Asma Não Controlada: Manejo com Formoterol-Budesonida

SES-PB - Secretaria de Estado de Saúde da Paraíba — Prova 2024

Enunciado

Homem, 38 anos, compareceu ao ambulatório referenciando asma desde a infância. Tem procurado a Unidade de Pronto Atendimento (UPA) por crises de asma, uma vez por mês nos últimos seis meses e, em todas foi medicado e liberado, com melhora sintomática, sem necessidade de permanecer internado. Refere ter acordado à noite por dispneia duas vezes no último mês, precisando ir à UPA para usar medicação. Nega sintomas diurnos ou prejuízo das atividades habituais. Nega outras queixas. Não tabagista e sem exposição ocupacional ou ambiental. Considerando o contexto acima, qual a conduta mais recomendada para o tratamento?

Alternativas

  1. A) Fluticasona + salmeterol uso fixo, duas vezes por dia.
  2. B) Formoterol + budesonida, se houver sintomas.
  3. C) Salbutamol de resgate, para alívio de sintomas.
  4. D) Budesonida fixo, duas vezes por dia, e salbutamol de resgate.

Pérola Clínica

Asma com sintomas noturnos 2x/mês e crises mensais → Asma não controlada, indicar Formoterol + Budesonida PRN.

Resumo-Chave

O paciente apresenta asma não controlada, com sintomas noturnos frequentes e necessidade de medicação de resgate mensal. De acordo com as diretrizes atuais (GINA), a estratégia preferencial para asma leve a moderada é o uso de corticosteroide inalatório (ICS) de baixa dose combinado com formoterol (LABA) como terapia de alívio e manutenção (SMART), ou apenas para alívio em casos leves.

Contexto Educacional

A asma é uma doença inflamatória crônica das vias aéreas, caracterizada por hiperresponsividade brônquica e limitação variável do fluxo aéreo.
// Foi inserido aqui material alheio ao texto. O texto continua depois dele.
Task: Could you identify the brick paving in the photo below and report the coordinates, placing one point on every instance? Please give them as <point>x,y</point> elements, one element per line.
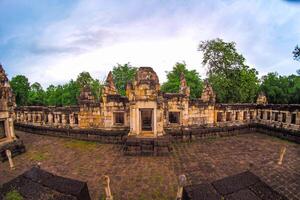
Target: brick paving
<point>156,177</point>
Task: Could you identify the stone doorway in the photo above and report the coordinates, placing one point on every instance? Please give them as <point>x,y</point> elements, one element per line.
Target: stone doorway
<point>146,119</point>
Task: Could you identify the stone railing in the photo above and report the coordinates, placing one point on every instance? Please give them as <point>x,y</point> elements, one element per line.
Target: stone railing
<point>277,120</point>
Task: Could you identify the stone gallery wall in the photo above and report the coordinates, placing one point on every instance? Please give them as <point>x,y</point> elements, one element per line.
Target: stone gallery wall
<point>169,111</point>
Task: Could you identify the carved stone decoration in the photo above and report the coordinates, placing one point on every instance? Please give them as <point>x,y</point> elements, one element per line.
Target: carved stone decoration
<point>208,95</point>
<point>262,99</point>
<point>8,140</point>
<point>86,95</point>
<point>9,156</point>
<point>109,87</point>
<point>106,184</point>
<point>184,88</point>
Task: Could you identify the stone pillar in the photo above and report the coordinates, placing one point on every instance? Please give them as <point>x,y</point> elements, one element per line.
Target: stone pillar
<point>155,121</point>
<point>11,128</point>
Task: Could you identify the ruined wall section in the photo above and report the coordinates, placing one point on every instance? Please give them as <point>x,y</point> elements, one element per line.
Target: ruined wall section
<point>234,114</point>
<point>59,117</point>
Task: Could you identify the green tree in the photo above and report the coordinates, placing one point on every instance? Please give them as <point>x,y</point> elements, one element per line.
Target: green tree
<point>71,91</point>
<point>36,95</point>
<point>122,74</point>
<point>20,86</point>
<point>232,80</point>
<point>192,77</point>
<point>53,95</point>
<point>96,87</point>
<point>281,89</point>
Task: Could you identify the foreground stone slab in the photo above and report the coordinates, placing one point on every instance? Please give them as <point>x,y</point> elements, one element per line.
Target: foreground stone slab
<point>39,184</point>
<point>243,186</point>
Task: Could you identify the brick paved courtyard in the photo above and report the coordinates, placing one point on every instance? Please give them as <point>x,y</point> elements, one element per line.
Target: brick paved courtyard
<point>156,177</point>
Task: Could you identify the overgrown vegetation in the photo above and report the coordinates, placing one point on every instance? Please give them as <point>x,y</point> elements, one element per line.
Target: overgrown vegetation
<point>232,80</point>
<point>192,77</point>
<point>37,156</point>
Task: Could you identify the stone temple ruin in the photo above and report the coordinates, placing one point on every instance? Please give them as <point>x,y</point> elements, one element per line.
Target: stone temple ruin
<point>148,113</point>
<point>145,122</point>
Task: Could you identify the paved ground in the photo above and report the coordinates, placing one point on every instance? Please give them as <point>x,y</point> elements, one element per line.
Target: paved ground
<point>156,177</point>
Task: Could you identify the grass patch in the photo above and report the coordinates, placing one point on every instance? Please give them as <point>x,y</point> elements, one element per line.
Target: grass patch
<point>81,145</point>
<point>13,195</point>
<point>38,156</point>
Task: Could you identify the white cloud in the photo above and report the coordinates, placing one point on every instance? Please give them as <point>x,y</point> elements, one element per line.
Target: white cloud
<point>94,37</point>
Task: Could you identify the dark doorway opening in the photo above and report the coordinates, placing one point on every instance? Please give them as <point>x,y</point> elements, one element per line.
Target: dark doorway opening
<point>146,119</point>
<point>2,130</point>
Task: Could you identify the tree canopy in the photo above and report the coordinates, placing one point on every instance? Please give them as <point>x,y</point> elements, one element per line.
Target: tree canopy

A avaliação do controle da asma é fundamental para guiar o tratamento e prevenir exacerbações. Um paciente que apresenta sintomas noturnos mais de duas vezes por mês ou necessidade de medicação de resgate mais de duas vezes por semana é considerado com asma não controlada, independentemente da gravidade inicial da doença. As diretrizes globais para o manejo da asma (GINA) enfatizam a importância do uso de corticosteroides inalatórios (ICS) para controlar a inflamação subjacente, mesmo em asma leve. Para pacientes com asma não controlada, a estratégia preferencial é a terapia combinada. O formoterol, um beta-2 agonista de longa duração (LABA) com rápido início de ação, em combinação com um ICS (como a budesonida), é uma opção eficaz tanto para manutenção quanto para alívio dos sintomas. A terapia com Formoterol + Budesonida 'se houver sintomas' (terapia MART/SMART) é uma abordagem moderna que garante que o paciente receba um anti-inflamatório junto com o broncodilatador no momento da necessidade, reduzindo o risco de exacerbações graves. Diferente do salbutamol isolado, que apenas alivia o broncoespasmo, a combinação trata a inflamação, que é a base da asma. Portanto, para o paciente do caso, que tem asma não controlada, a combinação Formoterol + Budesonida para uso conforme a necessidade é a conduta mais recomendada.

Perguntas Frequentes

Como classificar o controle da asma em um paciente?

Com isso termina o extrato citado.